Ma il Piano è appunto prima di ogni cosa inclusivo, e a fronte di non poche situazioni di digitalizzazione ben avviata se non già realizzata, abbiamo una moltitudine di scuole dove l’individuazione è “naturalmente” andata verso l’unico che avrebbe potuto/voluto farsi carico della partita. E non poche sono le scuole che hanno lamentato la mancanza di una figura adeguata e/o disposta a farsi coinvolgere in questa partita, chiedendo di non individuare l’#AD.

E’ lecito non individuare un #AD? Sì. Lo dice chiaramente la FAQ del MIUR. Ma in termini di opportunità e di prospettiva la scelta di non individuarlo appare quanto meno deprecabile. Il Piano e l’#AD sono due facce dello stesso processo. Rinunciare al secondo equivale a un messaggio di sostanziale sottovalutazione se non disinteresse verso le emergenze e le priorità del primo.

Può esistere un “grado zero” dell’animatore digitale? Un livello dove anche competenze digitali minimali possono comunque dare un senso a questa funzione?

Sicuramente sì. Leggere quotidianamente il sottosito dedicato del MIUR e passare tempestivamente le informazioni, con un minimo di lettura, al Dirigente, al DSGA, ai colleghi. Aggiungiamo un po’ di presenza sui social e nelle community dedicate. Questo passaggio non deve mancare ed è sicuramente possibile ovunque. Può essere questo il “grado 0” dell’animatore digitale. Siamo ben lontani dalla definizione dell’#AD che si evince dai documenti, per non dire della “lista”. Ma in ogni caso è il primo fondamentale passo per attivare un processo che deve portare lontano (il Piano è ambizioso, non può essere altrimenti), ma che deve in ogni caso mettersi in moto.

Gradualità. Fissare obiettivi plausibili. Attività ed azioni realizzabili da subito, definite in base alle esperienze esistenti.

Se la questione centrale in questa prima fase del processo è quella dell’intendere e condividere il senso del ruolo e dell’attività dell’animatore e dell’individuazione della persona che meglio può contribuire in questa posizione, i ragionamenti sulla formazione hanno contribuito a qualche cortocircuito. La formazione specifica per gli #AD è già prevista nel DM 435/2015, che anticipa il piano stesso. Ma nessuno ha ancora pubblicato dati certi, a tutt’oggi, sulle sue modalità di organizzazione e realizzazione, al di là della certezza dell’assegnazione a reti territoriali di scuole con snodi presenti in ciascuna provincia. E intorno al tema è invece un rincorrersi di proposte e controproposte di terze parti che stanno tra il commerciale tout-court e le logiche di affiliazione, affermazione, legittimazione da parte di enti ed associazioni.

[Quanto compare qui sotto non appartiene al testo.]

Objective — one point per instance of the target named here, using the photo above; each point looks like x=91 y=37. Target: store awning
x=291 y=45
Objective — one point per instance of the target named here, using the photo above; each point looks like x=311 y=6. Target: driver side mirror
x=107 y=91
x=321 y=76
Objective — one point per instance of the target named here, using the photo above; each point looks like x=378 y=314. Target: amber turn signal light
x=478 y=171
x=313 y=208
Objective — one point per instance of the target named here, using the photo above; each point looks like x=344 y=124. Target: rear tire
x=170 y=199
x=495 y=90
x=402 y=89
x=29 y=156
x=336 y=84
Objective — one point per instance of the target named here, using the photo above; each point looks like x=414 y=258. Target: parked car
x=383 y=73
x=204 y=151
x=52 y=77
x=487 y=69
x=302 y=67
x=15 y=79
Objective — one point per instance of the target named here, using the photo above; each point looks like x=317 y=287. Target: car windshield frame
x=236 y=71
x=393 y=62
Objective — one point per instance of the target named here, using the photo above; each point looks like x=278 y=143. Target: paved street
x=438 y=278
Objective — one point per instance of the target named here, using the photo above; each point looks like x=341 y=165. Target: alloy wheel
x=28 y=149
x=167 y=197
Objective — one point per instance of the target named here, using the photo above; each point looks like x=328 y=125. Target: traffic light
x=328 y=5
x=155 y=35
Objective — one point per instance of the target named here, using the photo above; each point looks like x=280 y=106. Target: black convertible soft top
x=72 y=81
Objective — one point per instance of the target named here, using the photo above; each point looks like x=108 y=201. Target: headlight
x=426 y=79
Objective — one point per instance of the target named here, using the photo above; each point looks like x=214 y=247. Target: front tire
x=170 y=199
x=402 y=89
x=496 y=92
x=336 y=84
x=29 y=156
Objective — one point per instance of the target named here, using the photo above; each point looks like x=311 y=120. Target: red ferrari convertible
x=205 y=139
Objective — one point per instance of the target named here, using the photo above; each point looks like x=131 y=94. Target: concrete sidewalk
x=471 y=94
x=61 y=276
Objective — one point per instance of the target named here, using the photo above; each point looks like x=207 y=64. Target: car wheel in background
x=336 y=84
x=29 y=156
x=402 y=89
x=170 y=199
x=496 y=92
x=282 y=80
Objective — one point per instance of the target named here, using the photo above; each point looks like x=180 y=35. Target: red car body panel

Essere individuati #AD promette sulla carta l’accesso ad una formazione specifica, dedicata, formalizzata. Farà curricolo, darà un titolo. Di qui spinte a muoversi per candidarsi e ricoprire l’incarico anche per accedere ad un percorso formativo qualificato e qualificante.

Al tempo stesso sono ben percepibili i timori di un percorso formativo percepito come d’obbligo e che si presume lungo e pesante. Che si aggiunge alle altre incombenze di servizio dell’#AD, perché nei fatti quasi mai l’#AD ricopre solo quella funzione a scuola, nonostante la sua complessità.

La prima tranche della formazione, finanziata dai fondi D.M. 435/2015, di importo già fissato e reso noto con il DDG 50/2015, non lascia spazio ad altri che all’#AD individuato; ma si tratta di un primo impegno di un percorso triennale, vale per questo scorcio di anno scolastico. Ci sono segnali dal MIUR di successivi passaggi -non così remoti- dove la formazione “dell’animatore” verrà presto allargata a Dirigente Scolastico, DSGA, ad altri docenti dell’istituto oltre l’#AD individuato. In sostanza traspare di nuovo l’idea di una funzione #AD allargata a più persone, a quello staff al momento solo indirettamente indotto dal PNSD ma che è nei fatti l’unica risposta plausibile alle sfide di un presente digitale che, per la scuola, il piano prova per la prima volta ad inquadrare in modo organico e complessivo.